Complete vector add example

The following example show how to call this vector add kernel in C++ through a complete, runnable piece of code.

There are a few things to note to help the compiler make optimizations.

First, for best performance, the input and output arrays should only be accessed through their respective pointers while the kernel is running. There is no aliasing—access using another pointer or symbol—to the arrays when this is true. Labeling array pointers with the __restrict__ decorator conveys this to the compiler.

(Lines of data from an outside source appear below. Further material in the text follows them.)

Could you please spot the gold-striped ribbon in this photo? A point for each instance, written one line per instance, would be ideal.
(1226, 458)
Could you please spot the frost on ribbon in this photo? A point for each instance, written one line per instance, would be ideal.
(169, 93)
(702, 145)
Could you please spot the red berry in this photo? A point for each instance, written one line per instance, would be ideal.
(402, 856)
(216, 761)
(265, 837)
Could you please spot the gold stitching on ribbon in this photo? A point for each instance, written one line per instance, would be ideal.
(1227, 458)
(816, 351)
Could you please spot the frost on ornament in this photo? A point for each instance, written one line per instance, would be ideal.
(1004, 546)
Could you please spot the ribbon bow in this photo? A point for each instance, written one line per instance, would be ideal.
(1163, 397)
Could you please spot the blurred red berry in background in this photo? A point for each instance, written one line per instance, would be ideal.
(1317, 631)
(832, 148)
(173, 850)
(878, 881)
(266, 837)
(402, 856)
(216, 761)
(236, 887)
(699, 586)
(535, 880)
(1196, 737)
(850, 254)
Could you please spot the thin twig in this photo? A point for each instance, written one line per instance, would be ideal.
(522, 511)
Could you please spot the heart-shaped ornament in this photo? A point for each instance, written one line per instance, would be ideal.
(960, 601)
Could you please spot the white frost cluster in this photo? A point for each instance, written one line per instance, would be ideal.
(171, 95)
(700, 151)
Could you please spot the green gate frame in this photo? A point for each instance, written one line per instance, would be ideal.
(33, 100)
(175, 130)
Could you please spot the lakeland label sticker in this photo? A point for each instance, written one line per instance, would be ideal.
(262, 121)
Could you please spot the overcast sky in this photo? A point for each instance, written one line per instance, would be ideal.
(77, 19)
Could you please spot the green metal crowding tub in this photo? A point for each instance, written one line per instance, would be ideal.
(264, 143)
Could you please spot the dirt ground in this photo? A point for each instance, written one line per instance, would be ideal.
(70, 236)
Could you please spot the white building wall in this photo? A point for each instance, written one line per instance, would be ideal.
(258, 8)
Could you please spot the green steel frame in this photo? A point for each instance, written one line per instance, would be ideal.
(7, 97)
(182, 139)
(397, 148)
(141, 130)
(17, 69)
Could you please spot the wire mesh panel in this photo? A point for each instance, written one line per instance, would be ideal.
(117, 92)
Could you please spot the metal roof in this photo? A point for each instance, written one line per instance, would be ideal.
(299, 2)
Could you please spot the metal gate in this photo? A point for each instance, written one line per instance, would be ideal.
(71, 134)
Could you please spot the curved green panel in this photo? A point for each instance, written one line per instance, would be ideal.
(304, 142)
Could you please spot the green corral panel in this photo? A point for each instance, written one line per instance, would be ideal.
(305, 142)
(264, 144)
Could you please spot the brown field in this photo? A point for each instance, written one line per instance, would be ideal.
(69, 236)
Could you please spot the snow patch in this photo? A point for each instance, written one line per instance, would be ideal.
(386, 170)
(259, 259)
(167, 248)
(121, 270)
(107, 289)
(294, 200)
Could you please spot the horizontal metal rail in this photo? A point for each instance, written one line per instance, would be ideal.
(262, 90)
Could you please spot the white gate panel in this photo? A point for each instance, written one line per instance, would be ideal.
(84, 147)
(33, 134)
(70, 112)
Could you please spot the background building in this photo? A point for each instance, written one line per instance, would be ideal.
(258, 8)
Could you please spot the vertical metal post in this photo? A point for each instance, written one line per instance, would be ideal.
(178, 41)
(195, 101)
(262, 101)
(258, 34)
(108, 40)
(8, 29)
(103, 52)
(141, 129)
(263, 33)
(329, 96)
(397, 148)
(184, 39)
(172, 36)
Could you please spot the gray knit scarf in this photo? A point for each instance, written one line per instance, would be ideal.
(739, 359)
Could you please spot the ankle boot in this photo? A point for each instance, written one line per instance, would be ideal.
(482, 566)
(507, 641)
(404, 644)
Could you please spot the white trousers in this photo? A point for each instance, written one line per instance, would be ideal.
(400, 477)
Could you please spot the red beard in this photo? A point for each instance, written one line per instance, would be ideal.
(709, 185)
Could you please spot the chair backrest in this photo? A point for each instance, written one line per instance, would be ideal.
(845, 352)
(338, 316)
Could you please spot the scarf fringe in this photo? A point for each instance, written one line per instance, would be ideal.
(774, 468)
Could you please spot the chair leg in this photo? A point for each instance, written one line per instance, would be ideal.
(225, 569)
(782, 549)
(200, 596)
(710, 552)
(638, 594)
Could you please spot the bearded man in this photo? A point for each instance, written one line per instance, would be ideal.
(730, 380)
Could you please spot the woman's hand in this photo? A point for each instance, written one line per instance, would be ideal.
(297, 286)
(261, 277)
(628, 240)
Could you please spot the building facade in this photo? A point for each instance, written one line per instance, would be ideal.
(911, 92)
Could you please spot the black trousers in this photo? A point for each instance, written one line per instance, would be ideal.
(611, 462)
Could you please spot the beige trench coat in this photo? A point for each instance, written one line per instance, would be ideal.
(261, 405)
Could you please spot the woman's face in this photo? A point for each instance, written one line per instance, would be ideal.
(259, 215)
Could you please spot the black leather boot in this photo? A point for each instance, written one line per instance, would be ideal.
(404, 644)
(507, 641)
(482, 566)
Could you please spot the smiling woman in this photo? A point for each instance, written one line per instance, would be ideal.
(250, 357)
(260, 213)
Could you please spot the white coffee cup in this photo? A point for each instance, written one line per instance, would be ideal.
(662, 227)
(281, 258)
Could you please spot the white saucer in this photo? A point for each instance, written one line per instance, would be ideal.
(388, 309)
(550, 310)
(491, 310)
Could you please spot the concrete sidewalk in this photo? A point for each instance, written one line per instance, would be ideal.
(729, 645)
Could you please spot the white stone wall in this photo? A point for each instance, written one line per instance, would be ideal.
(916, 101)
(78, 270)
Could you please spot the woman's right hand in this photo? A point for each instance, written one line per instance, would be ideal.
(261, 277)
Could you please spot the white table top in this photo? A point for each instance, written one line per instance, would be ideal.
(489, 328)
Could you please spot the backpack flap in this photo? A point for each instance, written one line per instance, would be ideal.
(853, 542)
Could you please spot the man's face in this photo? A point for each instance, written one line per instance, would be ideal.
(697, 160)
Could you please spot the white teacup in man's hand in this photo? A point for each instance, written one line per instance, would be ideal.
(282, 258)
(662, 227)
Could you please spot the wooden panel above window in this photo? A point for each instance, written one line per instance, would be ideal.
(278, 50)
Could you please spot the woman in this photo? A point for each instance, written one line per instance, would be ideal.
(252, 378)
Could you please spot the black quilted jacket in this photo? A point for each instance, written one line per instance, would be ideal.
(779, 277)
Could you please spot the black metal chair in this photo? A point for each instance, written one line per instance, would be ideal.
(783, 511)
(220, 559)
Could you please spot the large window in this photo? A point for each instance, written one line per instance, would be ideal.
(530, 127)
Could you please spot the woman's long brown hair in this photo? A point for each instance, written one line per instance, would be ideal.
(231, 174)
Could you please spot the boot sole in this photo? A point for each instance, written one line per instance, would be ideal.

Using arrays with base pointers aligned to 16-byte boundaries helps the compiler generate more efficient memory access patterns. Tell the compiler that pointers are aligned by calling ct::assume_aligned<16> on each of the kernel arguments. Use the return values of these calls for the compiler to take advantage of this alignment. Pointers returned by cudaMalloc or similar CUDA APIs always fulfill this, as they have 256-byte alignment.

Finally, use a tile size much larger than 8. Make these adjustments to the runnable code that follows and add the use of load_masked and store_masked, which handles data that might not be divisible by the tile size.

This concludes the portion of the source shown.